Com o aumento da intensidade das disputas para prefeituras e câmaras de vereadores no Amazonas e em outros estados, especialistas em direito eleitoral consultados pelo Portal RIOS DE NOTÍCIAS discutem as medidas que as vítimas devem tomar e os procedimentos após uma denúncia.
“O assédio eleitoral é um ato ou uma série de atos de constrangimento dentro do ambiente de trabalho, visando coagir o trabalhador a votar em determinado candidato ou grupo político”, explica o advogado eleitoral, professor universitário e membro da Academia Brasileira de Direito Eleitoral e Político (Abradep), Sérgio Bringel Júnior.
Segundo Bringel Júnior, “o assédio pode ocorrer por meio de ações, insinuações ou, em casos mais graves, por ameaças de prejuízo à carreira dentro da empresa, incluindo até mesmo a demissão, caso o trabalhador não apoie determinado candidato ou grupo político.”
Já o advogado, Mestre e Doutorando em Direito, membro do Instituto dos Advogados Brasileiros (IAB Nacional), Anderson Fonseca, acrescenta que o assédio eleitoral pode se manifestar em diversos contextos, como “dentro de casa, nas escolas e universidades, no local de trabalho e até mesmo em igrejas”. Ele enfatiza que “você pode ser alvo de pressão, mas, se desejar expressar apoio a um candidato ou grupo político, pode enfrentar advertências ou sanções.”


Fonseca orienta que, uma vez comprovado o assédio eleitoral—seja por mensagens, documentos ou comentários nas redes sociais—, as vítimas devem formalizar a denúncia. “É fundamental que a vítima saiba que isso é um crime previsto nos artigos 299 e 301 do Código Eleitoral”, ressalta.
“Assédio eleitoral é um crime que pode resultar em pena de reclusão de até quatro anos e multa. Para denunciar, é necessário que a vítima apresente provas, como testemunhas, prints, áudios ou gravações”, reforça Anderson.

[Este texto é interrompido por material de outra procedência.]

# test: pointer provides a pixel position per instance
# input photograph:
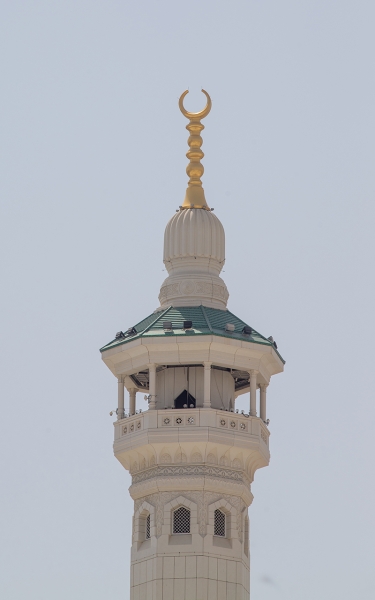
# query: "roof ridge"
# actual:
(207, 320)
(157, 319)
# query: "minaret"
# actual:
(192, 456)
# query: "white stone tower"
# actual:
(192, 456)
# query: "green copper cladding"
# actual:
(206, 321)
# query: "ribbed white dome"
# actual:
(194, 255)
(194, 232)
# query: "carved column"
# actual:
(132, 393)
(120, 403)
(207, 385)
(263, 400)
(253, 393)
(152, 386)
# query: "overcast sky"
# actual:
(92, 168)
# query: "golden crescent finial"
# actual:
(193, 116)
(194, 197)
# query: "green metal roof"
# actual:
(206, 321)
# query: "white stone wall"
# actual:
(189, 577)
(196, 566)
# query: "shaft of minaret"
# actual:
(191, 457)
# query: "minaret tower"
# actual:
(192, 456)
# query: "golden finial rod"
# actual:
(194, 197)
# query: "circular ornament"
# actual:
(187, 287)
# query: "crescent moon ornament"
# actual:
(194, 197)
(195, 116)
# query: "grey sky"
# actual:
(93, 166)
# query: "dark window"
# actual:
(181, 520)
(219, 527)
(148, 527)
(184, 398)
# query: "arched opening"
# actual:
(219, 523)
(185, 400)
(181, 520)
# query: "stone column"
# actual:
(132, 393)
(207, 385)
(152, 386)
(253, 393)
(263, 400)
(120, 403)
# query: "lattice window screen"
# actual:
(148, 527)
(181, 520)
(246, 536)
(219, 526)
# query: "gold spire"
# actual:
(194, 197)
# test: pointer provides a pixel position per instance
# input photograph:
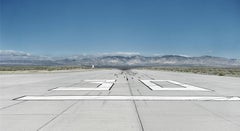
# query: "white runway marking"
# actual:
(185, 87)
(129, 98)
(104, 85)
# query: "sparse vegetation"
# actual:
(45, 68)
(203, 70)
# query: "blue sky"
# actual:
(66, 27)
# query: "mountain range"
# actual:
(8, 58)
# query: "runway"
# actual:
(116, 100)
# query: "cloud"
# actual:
(13, 53)
(121, 53)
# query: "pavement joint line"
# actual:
(129, 98)
(135, 105)
(216, 114)
(55, 117)
(184, 87)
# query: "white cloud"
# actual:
(121, 53)
(14, 53)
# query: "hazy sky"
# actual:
(65, 27)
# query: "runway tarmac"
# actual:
(116, 100)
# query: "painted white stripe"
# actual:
(129, 98)
(185, 87)
(104, 85)
(81, 89)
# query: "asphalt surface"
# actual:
(115, 100)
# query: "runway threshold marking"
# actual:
(104, 85)
(129, 98)
(184, 87)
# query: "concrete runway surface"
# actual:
(115, 100)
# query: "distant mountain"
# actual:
(22, 58)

Sérgio Bringel Júnior recomenda que as denúncias de assédio eleitoral devem ser feitas através do Ministério Público do Trabalho, da Justiça Eleitoral ou das Ouvidorias dos Tribunais Regionais do Trabalho. “O assédio eleitoral tem implicações tanto no direito eleitoral quanto no trabalhista”, conclui o advogado.